Estados Unidos bombardearam instalações do Irã neste fim de semana. Apesar desde o cessar-fogo anunciado em 17 de abril, ataques aconteceram em forma de "autodefesa", segundo o Comando Central americano, em nota. Em outra frente, o Exército de Israel atacou subúrbios ao sul de Beirute, em nova escalada da guerra no Líbano.
Bolsa busca recuperação após perdas em três meses. Com menor apoio das compras dos aplicadores estrangeiros, o Ibovespa, principal índice de ações da Bolsa do Brasil B3, teve a terceira variação negativa mensal, recuando 7,2% em maio. As idas e vindas nas negociações para encerrar a guerra no Oriente Médio, mantiveram o preço do petróleo elevado, ampliando o risco de maior inflação no mundo e interrompendo a queda de juros nas principais economias no mundo.

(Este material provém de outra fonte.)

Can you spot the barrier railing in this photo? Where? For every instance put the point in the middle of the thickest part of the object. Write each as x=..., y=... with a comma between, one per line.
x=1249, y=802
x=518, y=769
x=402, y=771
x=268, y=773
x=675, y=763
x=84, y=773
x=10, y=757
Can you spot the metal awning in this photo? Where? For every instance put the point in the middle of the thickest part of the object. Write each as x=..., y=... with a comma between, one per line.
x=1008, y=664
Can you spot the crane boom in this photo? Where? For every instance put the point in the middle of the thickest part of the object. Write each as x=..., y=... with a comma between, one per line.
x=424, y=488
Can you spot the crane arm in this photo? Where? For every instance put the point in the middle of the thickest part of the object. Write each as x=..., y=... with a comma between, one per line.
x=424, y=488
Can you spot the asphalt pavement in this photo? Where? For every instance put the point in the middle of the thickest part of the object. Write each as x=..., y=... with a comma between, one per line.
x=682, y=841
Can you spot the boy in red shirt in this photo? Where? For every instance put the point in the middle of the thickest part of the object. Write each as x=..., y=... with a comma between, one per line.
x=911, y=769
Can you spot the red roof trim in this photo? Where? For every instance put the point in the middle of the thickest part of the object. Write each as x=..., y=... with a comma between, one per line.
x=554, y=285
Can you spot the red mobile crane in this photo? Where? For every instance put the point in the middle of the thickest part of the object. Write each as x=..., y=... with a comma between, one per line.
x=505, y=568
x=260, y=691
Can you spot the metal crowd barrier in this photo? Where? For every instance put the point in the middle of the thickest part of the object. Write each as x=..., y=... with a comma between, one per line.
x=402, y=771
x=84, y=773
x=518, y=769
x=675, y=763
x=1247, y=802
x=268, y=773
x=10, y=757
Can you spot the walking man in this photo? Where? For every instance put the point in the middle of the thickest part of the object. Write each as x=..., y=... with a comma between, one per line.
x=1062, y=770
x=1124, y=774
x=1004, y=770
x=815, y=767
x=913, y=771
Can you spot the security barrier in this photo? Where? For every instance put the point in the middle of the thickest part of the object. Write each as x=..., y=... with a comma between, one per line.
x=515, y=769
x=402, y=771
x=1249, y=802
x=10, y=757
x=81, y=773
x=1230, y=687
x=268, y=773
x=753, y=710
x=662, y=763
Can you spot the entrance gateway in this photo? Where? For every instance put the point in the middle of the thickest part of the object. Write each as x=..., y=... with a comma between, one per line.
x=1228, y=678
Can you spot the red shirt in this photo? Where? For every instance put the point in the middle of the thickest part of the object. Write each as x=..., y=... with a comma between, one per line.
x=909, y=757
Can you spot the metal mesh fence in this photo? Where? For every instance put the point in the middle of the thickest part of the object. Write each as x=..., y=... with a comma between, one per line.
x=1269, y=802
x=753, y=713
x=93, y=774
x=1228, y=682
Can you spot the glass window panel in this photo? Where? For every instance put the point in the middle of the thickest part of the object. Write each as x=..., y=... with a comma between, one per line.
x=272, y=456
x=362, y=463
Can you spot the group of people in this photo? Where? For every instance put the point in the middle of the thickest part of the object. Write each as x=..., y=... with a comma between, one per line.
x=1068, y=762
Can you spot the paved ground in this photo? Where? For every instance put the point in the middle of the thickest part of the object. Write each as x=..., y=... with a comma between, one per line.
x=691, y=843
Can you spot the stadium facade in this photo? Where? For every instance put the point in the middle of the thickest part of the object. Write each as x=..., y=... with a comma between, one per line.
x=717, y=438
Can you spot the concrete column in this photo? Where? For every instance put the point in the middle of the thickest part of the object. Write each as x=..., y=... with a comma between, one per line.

A correção do Ibovespa ocorreu em meio à retirada de capital estrangeiro, realização de lucros e aumento das preocupações com o cenário internacional. O risco de interrupções no Estreito de Hormuz, corredor por onde transita parcela relevante da produção mundial de petróleo, elevou a volatilidade dos mercados e a incerteza sobre inflação, crescimento econômico e política monetária no mundo. Ao mesmo tempo, o ambiente político brasileiro ganhou novos elementos de instabilidade, ampliando movimentos de correção nos ativos domésticos. Einar Rivero, CEO da Elos Ayta
Mercado eleva projeções para inflação oficial. No contexto de pressões provocadas pelo petróleo mais caro, pela 12ª semana seguida, o setor financeiro elevou as estimativas para o IPCA (Índice Nacional de Preços ao Consumidor Amplo), inflação oficial do país, aponta o Boletim Focus, pesquisa semanal do Banco Central com uma centena de profissionais: a medida subiu de 5,04% para 5,09%, superando o teto da meta do órgão.
Setor financeiro mapeia riscos após decisão do governo dos Estados Unidos de considerar organizações criminosas brasileiras como grupos terroristas. Começa a valer dia 5 de junho próximo decisão do governo Donald Trump assinou de classificar as facções criminosas brasileiras PCC (Primeiro Comando da Capital) e CV (Comando Vermelho) como Organizações Terroristas Estrangeiras (FTOs, na sigla em inglês). Receio é de potencial aumento de custos para negócios nos setores bancário e exportador.